2. The Salary Grant Scheme enables a cultural organisation/institution to support its artists by paying a small monthly sum to sustain them. During the last financial year, funds were released on the last working days of March and early April 2014. This financial year the meetings have not been held so far.

3. Junior/Senior Fellowships have not been awarded since 2012-13.

The following are points to be noted from among the many raised by the HPC.

- The allocation for Culture has ranged from 0.12% in 2009-10 to 0.13% in 2014- 15. If we add the budgets for the Ministries of Information and Broadcasting and Sports, we reach the grand level of 0.68% of the total Government budget in 2009-10, which has declined to 0.38% in 2014-15. These figures are abysmal.

- The Resolutions setting up the Akademis are a broad statement of intent.
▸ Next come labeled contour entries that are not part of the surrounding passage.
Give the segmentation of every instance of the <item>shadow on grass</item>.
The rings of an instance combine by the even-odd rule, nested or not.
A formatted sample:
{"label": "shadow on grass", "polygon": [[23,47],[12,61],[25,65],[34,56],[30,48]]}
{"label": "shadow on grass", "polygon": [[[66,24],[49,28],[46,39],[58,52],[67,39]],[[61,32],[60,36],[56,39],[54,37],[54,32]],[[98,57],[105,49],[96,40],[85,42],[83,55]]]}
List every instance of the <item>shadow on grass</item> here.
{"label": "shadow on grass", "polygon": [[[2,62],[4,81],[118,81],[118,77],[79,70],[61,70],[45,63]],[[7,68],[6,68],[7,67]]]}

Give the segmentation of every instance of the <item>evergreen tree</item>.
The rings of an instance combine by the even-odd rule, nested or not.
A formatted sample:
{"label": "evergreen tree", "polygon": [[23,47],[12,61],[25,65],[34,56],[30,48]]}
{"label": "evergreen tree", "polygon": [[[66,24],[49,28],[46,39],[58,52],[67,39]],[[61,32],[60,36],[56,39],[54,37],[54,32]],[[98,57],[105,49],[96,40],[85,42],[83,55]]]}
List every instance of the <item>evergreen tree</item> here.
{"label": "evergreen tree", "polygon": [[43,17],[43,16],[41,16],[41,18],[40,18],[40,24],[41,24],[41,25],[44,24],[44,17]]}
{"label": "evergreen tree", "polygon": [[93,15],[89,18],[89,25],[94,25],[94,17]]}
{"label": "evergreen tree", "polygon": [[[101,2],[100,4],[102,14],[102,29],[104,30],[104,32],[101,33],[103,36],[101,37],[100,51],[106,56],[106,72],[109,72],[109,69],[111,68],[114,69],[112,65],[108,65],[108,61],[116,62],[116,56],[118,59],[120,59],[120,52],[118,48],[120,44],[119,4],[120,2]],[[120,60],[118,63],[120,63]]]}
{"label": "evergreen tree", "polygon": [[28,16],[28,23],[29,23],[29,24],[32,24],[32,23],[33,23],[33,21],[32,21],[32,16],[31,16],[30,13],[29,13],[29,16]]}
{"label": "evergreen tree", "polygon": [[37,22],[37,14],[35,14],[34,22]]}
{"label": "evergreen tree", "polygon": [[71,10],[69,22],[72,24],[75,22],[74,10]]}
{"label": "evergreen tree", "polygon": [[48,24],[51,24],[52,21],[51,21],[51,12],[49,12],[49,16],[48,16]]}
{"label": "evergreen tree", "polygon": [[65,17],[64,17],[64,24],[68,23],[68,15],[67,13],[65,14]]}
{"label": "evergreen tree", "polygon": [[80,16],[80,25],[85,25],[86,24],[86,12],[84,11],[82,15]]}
But a renewal of their focus is required. In modern management terms, a vision statement followed by a mission statement would be useful to bring clarity to the role of each Akademi in today's context.

- An Akademi is intended for academic work. In the three Akademis, research is intended to be an important area of activity. But the Lalit Kala Akademi does no research, the Sangeet Natak Akademi only a little, and the Sahitya Akademi, despite the presence of Universities in the General Council, does not do much research work.

- The recommendations of three previous Reports, which have gone into the functioning of various institutions of the MoC, especially the three Akademis, do not appear to have been implemented with diligence. The three committees were:
Bhabha Committee: set up by Order dated 3 March 1964; report submitted on 22 October 1964; Khosla Committee: set up by Resolution dated 19 February 1970; report submitted on 31 July 1972; Haksar Committee: set up by Resolution dated 24 March 1988; report submitted in July 1990.

The mandate, structure, and the working of the MoC and its institutions must be reworked and implemented with renewed vigour. It is time that all our savvy artists and intellectuals who have sat on various committees and failed to make a dent on the stagnant MoC and its institutions and the ones who will form the new committees pull up their socks to contribute to nation building. We at Nartanam, do our bit, by voicing our concerns.

To conclude, I draw attention to a point to ponder. How cultured are we even as we articulate our fiery concerns to the point of being aggressive cultural activists?

On a recent trip to Kerala, an experience that struck me was the meeting with a renowned Kalaripayattu guru. An introduction to his Kalari, its history and a few demonstrations notwithstanding what caught my attention was the understated fine fibre of culture and the finest aesthetics of an artist in his manner and word, even as he displayed his skill with fierce Kalari moves. Today when aggression is the mainstay of being articulate and powerful - be it a politician, sportsperson, or an artist - moral fibre seeped in culture is a rare novelty and more so with culture taking the back seat in the overall blueprint for the nation. Such a suicidal blueprint must be scrapped. Not next year, not next month. But now.